Trachtman, and Fried especially, have also been there for Mugford.

“The independent study Christian Nebergall ’11 and I did with Hal was a great educational experience that structured our business model and helped develop interaction skills with clients,” said Mugford, an economics student. “It was awesome to do academics that were applicable to my business. It took a real burden off my shoulders.”

Anderson and Barstow whole-heartedly agree.

“What’s really been important for me is my senior thesis,” Barstow said. “I’m developing a system to map pressure distribution between the foot and shoe, so I’m gaining lots of critical knowledge about the fit of shoes.”
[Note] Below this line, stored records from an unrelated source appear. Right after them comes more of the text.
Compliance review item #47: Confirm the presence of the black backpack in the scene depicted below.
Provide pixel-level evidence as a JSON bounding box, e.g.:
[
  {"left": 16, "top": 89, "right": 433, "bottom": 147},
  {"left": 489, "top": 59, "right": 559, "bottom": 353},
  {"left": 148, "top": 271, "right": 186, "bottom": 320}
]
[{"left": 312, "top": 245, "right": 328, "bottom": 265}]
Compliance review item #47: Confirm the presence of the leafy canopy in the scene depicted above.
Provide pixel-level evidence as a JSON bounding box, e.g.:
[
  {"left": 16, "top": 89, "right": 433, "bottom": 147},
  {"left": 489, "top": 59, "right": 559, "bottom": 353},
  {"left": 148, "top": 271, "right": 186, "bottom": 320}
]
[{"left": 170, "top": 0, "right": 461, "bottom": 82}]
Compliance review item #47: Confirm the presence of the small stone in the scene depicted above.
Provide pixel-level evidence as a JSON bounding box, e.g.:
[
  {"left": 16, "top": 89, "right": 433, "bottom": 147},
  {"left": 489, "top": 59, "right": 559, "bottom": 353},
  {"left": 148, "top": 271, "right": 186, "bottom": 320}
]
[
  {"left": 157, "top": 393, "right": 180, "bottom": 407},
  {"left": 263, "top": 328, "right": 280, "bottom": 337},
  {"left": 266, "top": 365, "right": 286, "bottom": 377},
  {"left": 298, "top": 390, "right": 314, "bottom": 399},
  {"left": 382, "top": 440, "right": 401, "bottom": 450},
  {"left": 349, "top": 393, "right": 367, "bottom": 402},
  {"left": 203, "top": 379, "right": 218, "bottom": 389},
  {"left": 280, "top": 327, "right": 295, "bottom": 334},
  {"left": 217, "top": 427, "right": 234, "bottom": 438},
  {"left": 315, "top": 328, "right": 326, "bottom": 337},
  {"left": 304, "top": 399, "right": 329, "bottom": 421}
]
“My senior thesis with Hal is equally applicable,” Anderson added. “I’m taking the challenges we face with Forsake, researching them, devising solutions and implementing those solutions during day-to-day business. It’s very much applied.”

And therein lays the beauty and power of Union in the early careers of these entrepreneurs. Without its alumni and professors, Mugford, Barstow and Anderson doubt they’d be as far along as they are now.

“I credit the College with a lot,” Mugford said.

“If Hal’s support hadn’t been so continuous, if Donna Davenport hadn’t given me that opportunity in the bookstore, this might not have happened.”